O registro do cinquentenário da hecatombe de Hiroshima, domingo passado, teve um aspecto muito relembrado: o seu continuado efeito nos sobreviventes. Ainda hoje existem hospitais para tratamento dos atingidos pela radiação.
Poder-se-ia falar então de um efeito Hiroshima, que seria a permanência, por um longo período, das consequências de um acontecimento nefasto.
No Brasil, esse efeito é observável na Constituição de 1988. Primeiro, um impacto devastador sobre as finanças públicas. Depois, as consequências duradouras sobre o regime fiscal e a economia.

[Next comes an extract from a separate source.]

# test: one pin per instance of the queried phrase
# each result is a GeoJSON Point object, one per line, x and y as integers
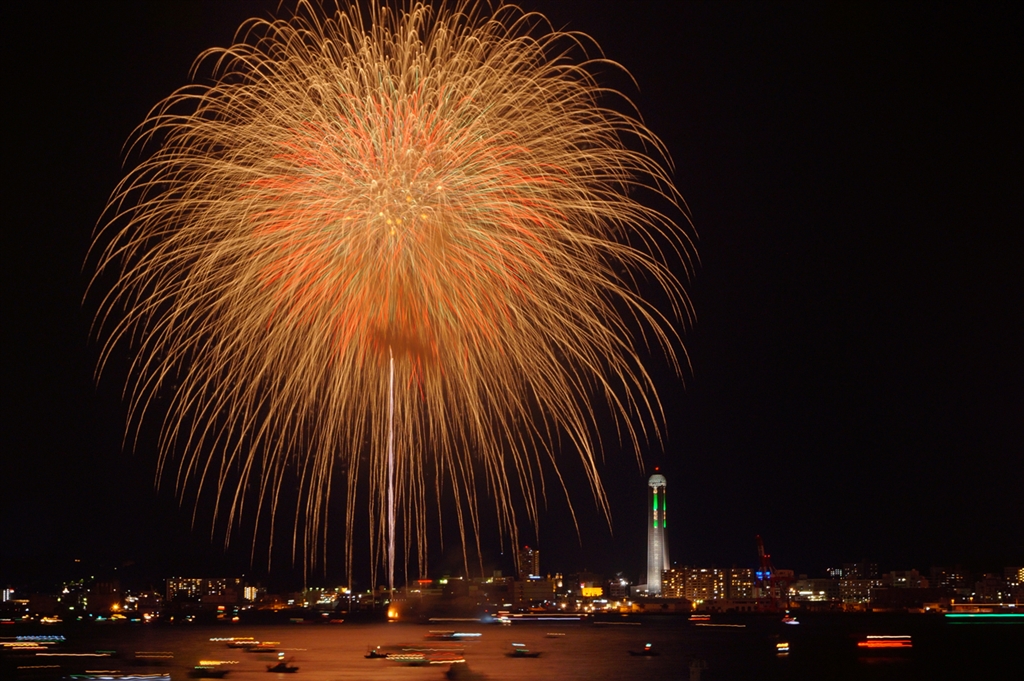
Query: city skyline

De imediato, a Constituição transferiu mais um quinto da arrecadação federal para os Estados e municípios, sem a correspondente transferência de responsabilidades. Aumentou as vinculações de receita a despesa. Criou novas despesas na União. Enrijeceu dramaticamente o Orçamento. Piorou o sistema tributário.
A nova Carta Magna revigorou o modelo de intervenção estatal na economia, já então em acelerada exaustão. Idéias em desuso e até portarias ministeriais viraram preceito constitucional. O mesmo ocorreu na área dos monopólios estatais, com aumento de ineficiência na economia.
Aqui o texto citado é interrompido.